Sectors such as energy, telecoms and water treatment usually rely on operational technology (OT), some decades old, that was never designed to be connected to the internet and can, therefore, be hacked.
“The motto of the OT world is: ‘If it ain’t broke, don’t fix it.’ As these older OT systems are increasingly going online and many of them had not had a security in patch in years, this makes sectors such as telecoms that rely on OSS and BSS OT systems to run their office operations very vulnerable,” says Desai.
The countries mainly affected by the CrowdStrike outage, the US, UK, and India, have now revealed a gaping vulnerability in their defenses that potentially hostile nation states will be quick to exploit. Over the last two years, hacking techniques have been developed and used to successfully attack and disable critical infrastructure in locations such as the Middle East and Ukraine.

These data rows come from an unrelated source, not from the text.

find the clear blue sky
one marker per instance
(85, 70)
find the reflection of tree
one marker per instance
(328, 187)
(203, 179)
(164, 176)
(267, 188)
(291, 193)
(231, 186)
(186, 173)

Not a question of ‘if’ but ‘when’ critical infrastructure will be taken down
“The ongoing conflict in the Ukraine has seen concerted cyber-attacks on critical infrastructure. When the conflict ends, the cyber-gangs responsible will find new targets in countries such as the US and the UK. It is now no longer a question of if but when a concerted cyber-attack will take out critical infrastructure in a major Western economy,” says Desai.
Other lessons from this week’s dummy run include the knowledge that it can take days, if not weeks, to try to get systems up and running once the Microsoft “blue screen of death,” once a familiar sight in the days of dial-up, starts appearing on screens across the West.
Shawn Waldman: CEO and Founder of cybersecurity firm Secure Cyber, says: “The current CrowdStrike outage impacting organizations worldwide is far more complex than it may appear. While CrowdStrike has issued a fix, the challenge lies in the application of this fix across vast networks. Many global agencies and large organizations have tens to hundreds of thousands of devices spread out across the globe.”
A final lesson currently being learned from the current Windows outage is not to relinquish the ability to carry out transactions manually in the event of a major outage. The general public and its elected representatives are also taking heed that the West’s rush to become a cashless society may not be the best approach after all. In the UK, for example, almost half of all UK adults were living largely cashless lives throughout 2023, according to UK Finance, with cash representing just 12 percent of all 48.1 billion payments recorded last year.
“Public-facing organizations in sectors such as retailing, aviation, and retail banking should now ensure that they can operate tills and ticketing manually in the event of another outage or, worse, a concrete cyber-attack,” says Desai.
Until Western organizations are prepared to reduce their addiction to linking every possible device or facility to the internet and until organizations start to use more varied software, it looks as if the best we can all do is put some cash under the mattress and expect the worst.